Esa atracción no es ni mucho menos el resultado del carisma mediático de Francisco; hay algo mucho más profundo que él hace emerger de las necesidades y anhelos de las personas. Se derrumban muros de prejuicios y resistencias, se plantean preguntas y expectativas incluso en los que pensaban haber cerrado sus cuentas con la fe y con la Iglesia; para muchos es la hora del despertar de una fe adormecida, para otros es un nuevo florecimiento, para todos el renacer del «orgullo» por la dignidad y la belleza de confesarse cristianos.
La libertad, la fuerza y la determinación del papa Francisco están basadas, por una parte, en la conciencia serena y alegre de dejarse conducir por el Espíritu de Dios y, por otra, en el afecto que le expresa el pueblo de Dios, inspirado por su instinto evangélico, por el «sensus fidei», pero que le manifiestan también, más allá de las fronteras eclesiásticas, todos los pueblos de la tierra y que lo ha convertido en sólo dos años en líder mundial en el dramático escenario que se está viviendo.
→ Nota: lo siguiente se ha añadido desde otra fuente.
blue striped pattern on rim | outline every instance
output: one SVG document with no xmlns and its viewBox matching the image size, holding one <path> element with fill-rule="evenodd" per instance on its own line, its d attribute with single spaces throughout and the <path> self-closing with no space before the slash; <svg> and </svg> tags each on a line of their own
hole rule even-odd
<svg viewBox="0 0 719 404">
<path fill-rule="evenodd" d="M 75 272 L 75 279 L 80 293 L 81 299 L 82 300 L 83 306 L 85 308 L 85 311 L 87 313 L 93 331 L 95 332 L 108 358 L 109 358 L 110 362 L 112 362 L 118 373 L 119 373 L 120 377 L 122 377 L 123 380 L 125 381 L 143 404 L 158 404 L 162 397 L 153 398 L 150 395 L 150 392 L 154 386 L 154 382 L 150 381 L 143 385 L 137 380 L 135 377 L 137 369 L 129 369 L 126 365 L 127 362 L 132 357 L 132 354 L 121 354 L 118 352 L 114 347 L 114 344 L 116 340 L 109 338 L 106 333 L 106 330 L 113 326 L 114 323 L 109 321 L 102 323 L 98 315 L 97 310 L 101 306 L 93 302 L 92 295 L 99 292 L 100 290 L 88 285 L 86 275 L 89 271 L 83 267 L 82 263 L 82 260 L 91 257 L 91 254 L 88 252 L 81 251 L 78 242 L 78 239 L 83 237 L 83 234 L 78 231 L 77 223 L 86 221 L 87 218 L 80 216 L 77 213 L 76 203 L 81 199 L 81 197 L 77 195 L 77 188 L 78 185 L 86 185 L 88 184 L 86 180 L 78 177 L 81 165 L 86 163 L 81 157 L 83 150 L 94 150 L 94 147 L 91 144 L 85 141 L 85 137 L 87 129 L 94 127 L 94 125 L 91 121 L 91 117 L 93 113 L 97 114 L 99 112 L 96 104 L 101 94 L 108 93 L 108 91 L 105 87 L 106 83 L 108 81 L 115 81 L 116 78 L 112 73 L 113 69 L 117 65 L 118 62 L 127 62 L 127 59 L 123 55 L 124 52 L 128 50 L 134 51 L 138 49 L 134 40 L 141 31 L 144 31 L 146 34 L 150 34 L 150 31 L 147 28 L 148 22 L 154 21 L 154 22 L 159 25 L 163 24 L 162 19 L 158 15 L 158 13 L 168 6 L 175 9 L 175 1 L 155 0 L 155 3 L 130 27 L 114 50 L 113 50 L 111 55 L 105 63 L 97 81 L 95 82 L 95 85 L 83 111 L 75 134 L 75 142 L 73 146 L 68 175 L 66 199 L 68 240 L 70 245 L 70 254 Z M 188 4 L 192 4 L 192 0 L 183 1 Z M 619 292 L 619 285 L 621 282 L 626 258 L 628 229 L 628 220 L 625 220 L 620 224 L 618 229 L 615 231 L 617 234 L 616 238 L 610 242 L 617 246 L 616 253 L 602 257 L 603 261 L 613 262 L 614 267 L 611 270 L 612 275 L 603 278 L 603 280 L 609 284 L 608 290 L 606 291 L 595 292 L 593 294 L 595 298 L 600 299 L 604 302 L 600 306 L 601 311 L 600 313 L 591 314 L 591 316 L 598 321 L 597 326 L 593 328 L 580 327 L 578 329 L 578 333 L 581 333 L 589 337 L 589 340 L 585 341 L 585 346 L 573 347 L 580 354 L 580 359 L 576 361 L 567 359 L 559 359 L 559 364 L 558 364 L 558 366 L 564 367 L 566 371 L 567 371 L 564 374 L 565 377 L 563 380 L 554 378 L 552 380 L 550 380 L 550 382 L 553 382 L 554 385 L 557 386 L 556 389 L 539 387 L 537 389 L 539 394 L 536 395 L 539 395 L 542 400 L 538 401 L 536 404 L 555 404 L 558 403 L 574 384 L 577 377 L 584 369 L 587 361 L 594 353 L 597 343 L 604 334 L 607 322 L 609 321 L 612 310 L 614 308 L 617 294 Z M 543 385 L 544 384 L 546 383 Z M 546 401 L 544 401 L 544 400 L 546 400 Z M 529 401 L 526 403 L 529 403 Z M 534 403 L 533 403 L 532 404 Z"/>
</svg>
La gente que desde el comienzo del pontificado llena la plaza de San Pedro ─como nunca hemos visto─ y las impresionantes muchedumbres que lo acogen y acompañan en sus viajes apostólicos nos ayudan a relativizar una mirada limitada y estrecha, a menudo reducida a los «palazzi romani», a las vicisitudes de la burocracias o a los comentarios auto-referenciales de los «intelectuales». El real, el verdadero «católico medio» ─título con el cual se ha presentado Messori en un reciente y polémico artículo de prensa─ se encuentra en todos los que siguen y quieren al Papa, atraídos por su testimonio y por el mensaje que comunica: un Evangelio con pocas glosas pero radical, en un intercambio profundo de humanidad. ¡Qué lejos están estos «católicos medios», sorprendidos, agradecidos y felices por el acontecimiento que les llega al corazón, de poner su ego como medida y criterio de la realidad!